February 24, 2014

Letters to the Editor: Feb. 24, 2014

Knowledge evaluation

TO THE EDITOR: Intensive resistance to the common core and protests against excessive standardized testing have changed the rhetoric among insiders; they are now claiming we need to “push the delay button” to secure the time to prepare for implementation.

Decisions for delaying the inevitable are made in spite of legitimate protests by parents, grandparents and courageous educators.

Instead of looking for an expedient way out of this mess, our representatives should be considering what is known about the higher-level thinking processes, defined as analysis, synthesis and critical/creative evaluation by Bloom

No matter what else we have been told, individually unique learning outcomes from these processes cannot be measured with a one-size-fits-all test. That fact disqualifies standardized testing as a valid measure of the results of higher-level thinking, which we desperately need in today’s complex world. End of discussion.

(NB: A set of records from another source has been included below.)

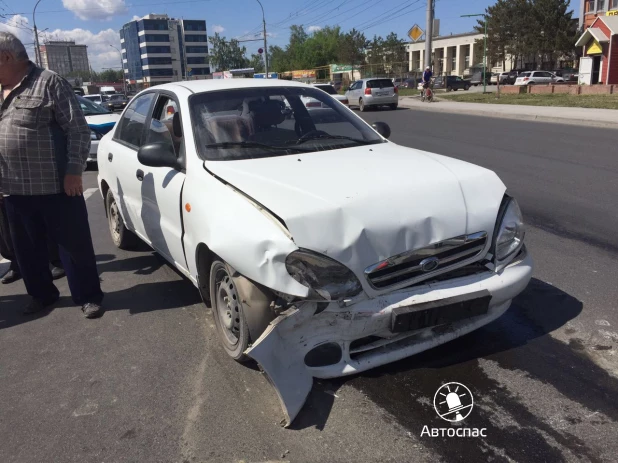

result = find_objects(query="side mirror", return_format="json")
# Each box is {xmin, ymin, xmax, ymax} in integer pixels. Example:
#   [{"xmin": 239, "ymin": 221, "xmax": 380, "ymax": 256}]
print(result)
[
  {"xmin": 137, "ymin": 142, "xmax": 178, "ymax": 169},
  {"xmin": 371, "ymin": 122, "xmax": 391, "ymax": 138}
]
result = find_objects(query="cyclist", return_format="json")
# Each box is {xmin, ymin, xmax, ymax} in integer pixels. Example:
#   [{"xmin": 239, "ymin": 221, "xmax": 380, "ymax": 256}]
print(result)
[{"xmin": 423, "ymin": 66, "xmax": 433, "ymax": 97}]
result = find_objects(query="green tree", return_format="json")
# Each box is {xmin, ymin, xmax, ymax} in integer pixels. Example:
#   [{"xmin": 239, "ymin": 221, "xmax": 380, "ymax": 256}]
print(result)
[
  {"xmin": 337, "ymin": 29, "xmax": 367, "ymax": 66},
  {"xmin": 208, "ymin": 32, "xmax": 249, "ymax": 71}
]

Our representatives should also be considering the work of scholars like Bela Banathy, who know about general systems theory.

Known systems evaluation strategies can effectively replace standardized testing in ways compatible with human development and learning. It is used extensively in the fields of science and engineering. It could provide our systems of education with extraordinary improvements in student learning and the performance of teachers.

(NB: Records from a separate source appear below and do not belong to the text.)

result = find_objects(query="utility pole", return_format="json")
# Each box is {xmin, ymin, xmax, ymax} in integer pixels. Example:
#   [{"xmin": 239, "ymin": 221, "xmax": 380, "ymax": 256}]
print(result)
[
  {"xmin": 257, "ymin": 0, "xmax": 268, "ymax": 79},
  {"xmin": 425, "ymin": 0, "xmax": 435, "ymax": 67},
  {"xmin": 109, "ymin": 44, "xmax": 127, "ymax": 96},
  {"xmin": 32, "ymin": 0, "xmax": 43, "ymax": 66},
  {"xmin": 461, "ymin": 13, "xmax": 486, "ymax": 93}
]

A systems-oriented assessment and evaluation strategy that is individualized, manageable, authentic, open-ended, rigorous and accurate, utilizing the latest communication and record-keeping technologies, is one alternative to standardized tests available today.

It’s called the Constructive Assessment, Recordkeeping and Evaluation System (CARES). Its implementation can be affected in any school system with a minimum of cost and training time.

Effective alternatives like this could provide a far better way out of this mess, if only there were unfettered opportunities for on-site demonstrations.